Le texte est également critiqué pour son impact sur la biodiversité, en particulier sur les milieux aquatiques. La Fédération nationale de la pêche en France alerte sur le risque accru de pollution des nappes phréatiques, la fragilisation des cours d’eau déjà en mauvais état, et les conséquences de certaines dispositions sur la gestion de l’eau. L’organisation s’inquiète d’un affaiblissement des garde-fous environnementaux, notamment en matière de projets de stockage comme les méga-bassines.

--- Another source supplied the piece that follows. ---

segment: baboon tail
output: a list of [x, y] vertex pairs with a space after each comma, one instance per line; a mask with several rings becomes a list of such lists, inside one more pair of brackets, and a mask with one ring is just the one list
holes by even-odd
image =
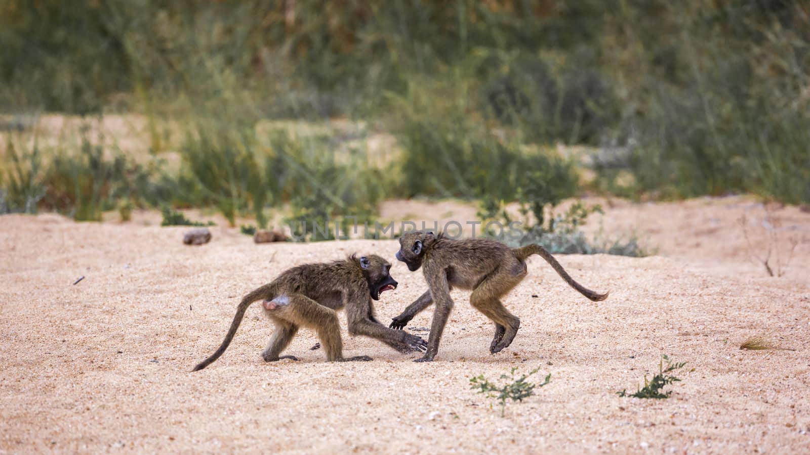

Peu après l’adoption du texte, un décret du Premier ministre est venu confirmer les craintes d’un contournement de la régulation scientifique. Ce texte réglementaire confère au ministère de l’Agriculture la possibilité de fixer une liste de substances à étudier en priorité par l’Anses, l’agence nationale de sécurité sanitaire en charge de l’évaluation des pesticides. Bien qu’encadrée par un plafond de 15 % des usages référencés, cette nouvelle architecture soulève de vives inquiétudes sur l’indépendance de l’évaluation, plusieurs scientifiques dénonçant une influence politique directe sur un organe censé être autonome.
La loi Duplomb fait par ailleurs l’objet d’une double saisine du Conseil constitutionnel. Plusieurs groupes parlementaires de gauche ont déposé un recours le 11 juillet. Ils contestent à la fois la procédure d’adoption du texte, marquée par une motion de rejet préalable qui a court-circuité le débat parlementaire, et le fond de plusieurs dispositions qu’ils jugent contraires à la Charte de l’environnement et aux principes constitutionnels de précaution, de non-régression et de protection de la santé publique.

Ces recours dénoncent également l’absence de cadre juridique strict pour les dérogations autorisant l’usage de l’acétamipride, ainsi que des atteintes à la participation du public dans les enquêtes environnementales, notamment en matière d’élevage et d’irrigation. Le Conseil constitutionnel dispose d’un mois pour se prononcer.

À Blois comme ailleurs, les réactions prennent une forme directe et visible. Ce type de collage sauvage, s’il est marginal, témoigne d’une opposition diffuse mais déterminée. Il s’inscrit dans une mobilisation plus large, portée par des citoyens, des collectifs professionnels, des ONG, et un nombre croissant de scientifiques qui dénoncent la réorientation assumée de la politique agricole au profit d’un modèle productiviste, au détriment de la protection de l’environnement et de la santé.